Irritated I kept moving and accidently kicked the metal buckets on the ground as I tried to locate the way out of the small stinky closet. I stumbled and fell against what felt like the other side of the cubbyhole. There a big turning handle sat, you know the kind you only find on ships, and with a satisfied smile I was ready to enter the awaiting events on the other side. I put all my strength in moving the wheel, expecting it to pop right open. But it didn’t. The airlock-door didn’t budge.

Of all the places on the entire ship, the brilliant program had opened a gateway that lead from reality to parallel universe and straight in to a locked broom closet.
I cursed under my breath and tried the wheel again, one way and then the other, and then the first way again. It was as if the blasted door had been welded shut. My hands prickled and I kicked the doorframe in a moment of irritation. The metal echoed darkly in the small metal box.
It wasn’t any good. I would have to go back to the white room and reprogram the stupid core system -then try the whole thing again. Typical.
I tripped a few steps across to the other side where I’d come from and reached for a door of some kind. I expected it to be right in front of me. But there was none.
I ran my palms from side to side and from floor to as high as I could reach, but the metal wall was even and door-less. Panic began to set in. I even tried knocking while I wheezed the emergency password for my immediate escape. It was supposed to be a safe-word of sorts. A word that could fast-travel me back home instantly in the case of an unexpected crisis. Like this.

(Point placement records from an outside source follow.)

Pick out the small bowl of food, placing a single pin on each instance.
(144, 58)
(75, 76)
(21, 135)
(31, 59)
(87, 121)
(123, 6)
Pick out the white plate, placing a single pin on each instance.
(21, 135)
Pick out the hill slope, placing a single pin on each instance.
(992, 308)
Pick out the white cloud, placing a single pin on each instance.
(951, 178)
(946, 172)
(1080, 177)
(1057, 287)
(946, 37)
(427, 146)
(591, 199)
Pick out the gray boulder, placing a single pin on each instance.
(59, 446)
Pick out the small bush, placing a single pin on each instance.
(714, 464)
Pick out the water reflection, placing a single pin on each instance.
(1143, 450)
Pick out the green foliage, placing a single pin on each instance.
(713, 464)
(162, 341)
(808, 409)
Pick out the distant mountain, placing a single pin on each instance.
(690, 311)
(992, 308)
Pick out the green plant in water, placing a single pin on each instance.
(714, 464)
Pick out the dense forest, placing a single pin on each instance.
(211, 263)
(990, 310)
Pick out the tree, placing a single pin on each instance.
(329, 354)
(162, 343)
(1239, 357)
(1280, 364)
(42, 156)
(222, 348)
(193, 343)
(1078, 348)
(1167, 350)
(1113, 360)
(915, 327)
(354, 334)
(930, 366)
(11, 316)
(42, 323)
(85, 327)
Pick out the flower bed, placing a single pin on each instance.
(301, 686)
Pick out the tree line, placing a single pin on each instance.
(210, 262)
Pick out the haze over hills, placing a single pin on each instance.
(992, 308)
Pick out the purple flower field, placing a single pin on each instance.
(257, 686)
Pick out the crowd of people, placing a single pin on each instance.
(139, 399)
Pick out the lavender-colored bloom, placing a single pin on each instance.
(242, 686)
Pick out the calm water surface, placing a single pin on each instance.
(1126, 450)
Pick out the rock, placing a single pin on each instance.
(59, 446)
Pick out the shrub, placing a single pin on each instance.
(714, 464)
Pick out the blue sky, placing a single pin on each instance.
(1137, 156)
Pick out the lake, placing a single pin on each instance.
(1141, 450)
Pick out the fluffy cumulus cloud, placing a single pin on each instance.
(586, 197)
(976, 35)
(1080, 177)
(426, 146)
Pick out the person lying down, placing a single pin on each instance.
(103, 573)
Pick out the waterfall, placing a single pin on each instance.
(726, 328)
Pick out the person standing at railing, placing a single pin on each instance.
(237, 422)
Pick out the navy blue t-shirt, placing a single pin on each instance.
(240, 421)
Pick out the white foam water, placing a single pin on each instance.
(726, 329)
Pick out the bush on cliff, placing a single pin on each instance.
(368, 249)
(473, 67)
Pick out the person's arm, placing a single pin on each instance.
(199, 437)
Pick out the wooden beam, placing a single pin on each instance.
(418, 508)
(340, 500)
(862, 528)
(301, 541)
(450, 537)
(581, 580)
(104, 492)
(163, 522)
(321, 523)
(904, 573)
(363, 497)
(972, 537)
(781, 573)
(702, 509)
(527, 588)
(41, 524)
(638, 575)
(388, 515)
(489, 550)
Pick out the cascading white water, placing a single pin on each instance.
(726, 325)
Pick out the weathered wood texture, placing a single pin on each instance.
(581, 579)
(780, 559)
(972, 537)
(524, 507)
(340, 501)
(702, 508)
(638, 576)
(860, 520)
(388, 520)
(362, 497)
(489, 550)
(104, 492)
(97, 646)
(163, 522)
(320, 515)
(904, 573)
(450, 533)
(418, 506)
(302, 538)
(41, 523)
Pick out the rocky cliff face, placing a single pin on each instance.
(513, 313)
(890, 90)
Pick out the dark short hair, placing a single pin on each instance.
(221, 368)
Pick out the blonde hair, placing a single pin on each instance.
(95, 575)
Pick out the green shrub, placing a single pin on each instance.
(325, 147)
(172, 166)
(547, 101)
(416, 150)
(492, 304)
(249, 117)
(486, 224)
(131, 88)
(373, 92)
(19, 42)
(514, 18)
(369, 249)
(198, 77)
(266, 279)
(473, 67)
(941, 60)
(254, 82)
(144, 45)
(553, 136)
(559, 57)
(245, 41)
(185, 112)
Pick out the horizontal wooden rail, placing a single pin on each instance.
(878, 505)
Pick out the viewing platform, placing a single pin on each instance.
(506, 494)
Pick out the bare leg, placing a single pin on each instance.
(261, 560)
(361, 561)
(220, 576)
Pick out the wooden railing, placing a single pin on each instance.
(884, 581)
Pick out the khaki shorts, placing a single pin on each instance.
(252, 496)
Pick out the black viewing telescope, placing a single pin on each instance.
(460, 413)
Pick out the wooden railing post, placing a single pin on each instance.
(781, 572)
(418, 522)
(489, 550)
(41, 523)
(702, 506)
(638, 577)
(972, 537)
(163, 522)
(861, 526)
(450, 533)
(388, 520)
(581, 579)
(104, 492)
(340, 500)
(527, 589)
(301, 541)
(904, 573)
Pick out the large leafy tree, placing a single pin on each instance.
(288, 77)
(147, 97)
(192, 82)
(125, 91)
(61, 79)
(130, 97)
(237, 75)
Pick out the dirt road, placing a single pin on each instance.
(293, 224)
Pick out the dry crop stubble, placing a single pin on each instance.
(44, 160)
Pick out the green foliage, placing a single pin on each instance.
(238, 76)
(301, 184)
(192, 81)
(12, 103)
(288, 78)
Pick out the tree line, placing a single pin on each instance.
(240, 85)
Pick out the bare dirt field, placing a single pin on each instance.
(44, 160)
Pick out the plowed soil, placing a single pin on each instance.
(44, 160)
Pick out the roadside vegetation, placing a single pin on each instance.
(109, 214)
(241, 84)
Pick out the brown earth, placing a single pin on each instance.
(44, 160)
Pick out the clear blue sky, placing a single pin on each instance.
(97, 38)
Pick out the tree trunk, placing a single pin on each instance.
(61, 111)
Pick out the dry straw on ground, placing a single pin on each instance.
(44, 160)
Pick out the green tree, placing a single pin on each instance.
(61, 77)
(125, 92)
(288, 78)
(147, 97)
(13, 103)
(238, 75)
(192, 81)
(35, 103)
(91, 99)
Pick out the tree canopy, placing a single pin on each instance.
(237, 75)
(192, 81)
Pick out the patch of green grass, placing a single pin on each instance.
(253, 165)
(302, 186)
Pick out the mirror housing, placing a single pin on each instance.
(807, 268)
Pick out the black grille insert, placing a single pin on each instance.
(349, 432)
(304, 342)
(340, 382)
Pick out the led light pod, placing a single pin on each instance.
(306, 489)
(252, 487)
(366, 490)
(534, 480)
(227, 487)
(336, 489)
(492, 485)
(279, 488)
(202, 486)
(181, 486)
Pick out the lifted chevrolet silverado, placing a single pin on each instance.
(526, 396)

But nothing happened. Absolutely nothing; not Jerry’s polite voice apologizing for the mishap, not the program responding with an error-run-through, not even the tiniest of beeps or boops or indication that someone had heard me and was ready to come to my aid.
Nothing at all.
I was full-blown hyperventilating now.
I spoke the password again louder, clearer, and wiped my wet eyes with the stiff sleeve.
But the word was ineffective and I was stuck. My own confidences assured me that I wouldn’t be stuck in a closet forever but I was stuck here, in this parallel, for a whole year!
I bit down hard and sunk to the floor against the door.
Actually there was one other way back over the threshold.
The only chance of me getting back, was to kill myself off, or rather the fiction of me. The story couldn’t go on without me in it to say it bluntly. But honestly, I wasn’t ready for spearing myself on a rounded broomstick just yet.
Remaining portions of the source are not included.